また、田中はアメフトに関するあるモノへのこだわりがある。それは「プレースタイル」と「背番号」だ。一般的にDLの選手はQBサック(パスを投げようとしているQBにタックルを浴びせること)を取ることが1つのステイタスであり、選手にとって気持ちの良いプレーと言われている。しかし田中はそれ以上に強くこだわりを持つプレーがあるという。それは「ロスタックル」。ロスタックルとは、ボールの持ち主を攻撃開始地点よりも後方で止めるタックルするプレーのことで、田中はロスタックルで相手のランプレーを止められた瞬間がとても気持ちが良いという。さらには高校時代から監督に口酸っぱく言われ続けてきた「パシュート」(守備選手がボールの持ち主を追いかけること)もしっかりできると気分が良いと語る。そして「背番号」へのこだわりも田中は強い。高校時代から慣れ親しんできた背番号「74」。しかし大学入学当初は最もサイズの大きいユニフォームが77番であったため、田中は77番を着用せざるを得なかった。77番を付けることになったとき、田中は「僕の前に付けていた人があまりにも偉大すぎたので、そのプレッシャーに押しつぶされるんじゃないかと思っていた」とW杯日本代表であるOL村井雄太(平17人卒=現鹿島)と自分とを比較していた時期もあったそうだ。それから2年の月日が経ち、今季、チームが新しくユニフォームを作ったことで、念願の74番を背負うことになったのである。

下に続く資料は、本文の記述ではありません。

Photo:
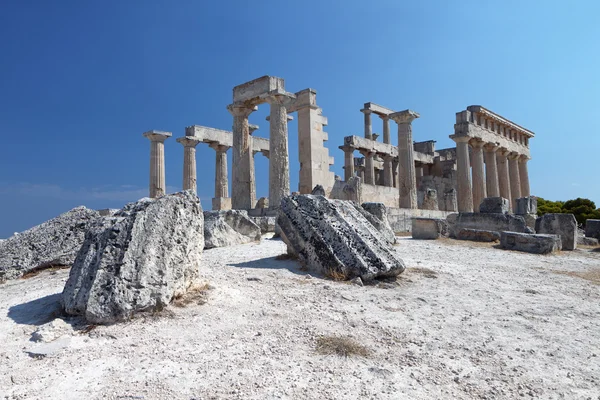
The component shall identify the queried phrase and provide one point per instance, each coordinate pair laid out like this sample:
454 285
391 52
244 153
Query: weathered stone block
494 205
530 243
428 228
478 235
486 222
334 238
564 225
592 228
526 205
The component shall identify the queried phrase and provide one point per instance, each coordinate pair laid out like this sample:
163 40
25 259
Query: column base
221 203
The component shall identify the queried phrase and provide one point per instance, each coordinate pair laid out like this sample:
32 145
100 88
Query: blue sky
81 81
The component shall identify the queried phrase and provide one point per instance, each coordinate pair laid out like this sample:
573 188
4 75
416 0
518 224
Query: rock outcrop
333 237
137 260
53 243
228 228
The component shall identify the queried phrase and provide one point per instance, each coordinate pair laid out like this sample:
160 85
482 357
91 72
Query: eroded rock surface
333 237
137 260
55 242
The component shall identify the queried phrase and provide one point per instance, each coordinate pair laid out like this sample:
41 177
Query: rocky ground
464 321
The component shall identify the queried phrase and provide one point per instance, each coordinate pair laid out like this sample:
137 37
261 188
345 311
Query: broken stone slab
229 228
564 225
487 222
334 238
494 205
530 243
526 205
53 243
429 228
592 228
137 260
478 235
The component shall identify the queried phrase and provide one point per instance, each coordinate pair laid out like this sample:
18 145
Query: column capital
157 136
188 141
241 110
404 117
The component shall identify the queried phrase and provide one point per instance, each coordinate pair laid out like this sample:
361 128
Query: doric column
515 179
242 174
279 163
524 175
407 183
463 171
348 162
503 177
189 162
479 189
221 183
368 126
491 170
369 167
386 128
157 162
388 174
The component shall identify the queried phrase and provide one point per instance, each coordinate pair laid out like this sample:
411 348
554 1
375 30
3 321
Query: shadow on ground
37 312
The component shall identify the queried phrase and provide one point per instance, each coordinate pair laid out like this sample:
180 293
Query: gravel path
464 321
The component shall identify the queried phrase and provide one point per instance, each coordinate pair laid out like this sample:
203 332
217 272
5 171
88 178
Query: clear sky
81 81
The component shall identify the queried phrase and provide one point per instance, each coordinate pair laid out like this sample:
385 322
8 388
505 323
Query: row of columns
505 173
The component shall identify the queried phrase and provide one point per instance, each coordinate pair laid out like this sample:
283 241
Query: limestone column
479 188
524 175
503 177
368 126
157 162
242 174
348 162
463 171
515 179
386 128
369 167
491 170
388 174
189 162
279 163
407 183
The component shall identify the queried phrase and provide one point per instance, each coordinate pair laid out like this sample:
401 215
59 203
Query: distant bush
583 209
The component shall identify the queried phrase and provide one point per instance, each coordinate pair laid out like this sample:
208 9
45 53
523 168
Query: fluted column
524 175
348 162
242 185
279 163
515 179
491 170
503 176
157 187
369 167
189 162
479 188
407 183
368 126
463 172
386 129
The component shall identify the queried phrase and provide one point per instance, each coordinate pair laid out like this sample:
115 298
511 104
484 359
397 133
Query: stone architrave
503 176
348 162
189 162
491 170
524 175
242 187
515 180
479 187
464 191
407 182
157 162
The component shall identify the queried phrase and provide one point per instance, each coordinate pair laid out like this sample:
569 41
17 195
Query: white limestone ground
485 323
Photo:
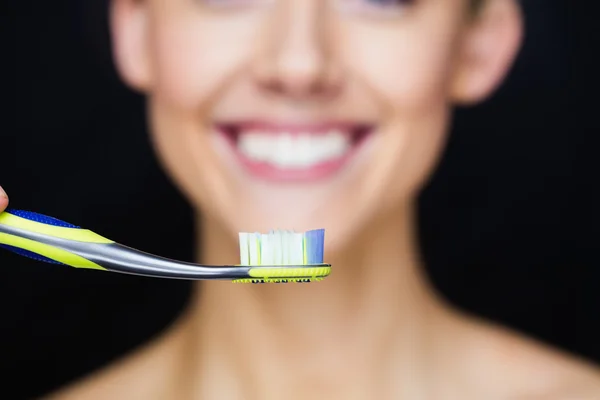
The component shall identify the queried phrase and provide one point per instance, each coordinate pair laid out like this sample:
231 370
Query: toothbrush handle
45 238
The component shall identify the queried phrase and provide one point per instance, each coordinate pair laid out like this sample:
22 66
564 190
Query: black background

「74」という数字には田中なりのかなり強いこだわりがあるらしい。その理由を聞いてみると、田中曰く「7番というのはラッキーな数字ですよね?それで4番というのはどちらかというと悪いイメージの数字ですよね?なんか2つ良い数字が並ぶよりも、良い数字と悪い数字が並んだほうが良いかな、って自分の中で思うんです」とどこか照れくさそうに答えてくれた。
QBサックよりもロスタックルやパシュートにDLの喜びを見出し、良い数字を並べるよりも、あえて良い数字と悪い数字を並べた番号を背負う。この個性派DLからは、まだまだ目が離せない。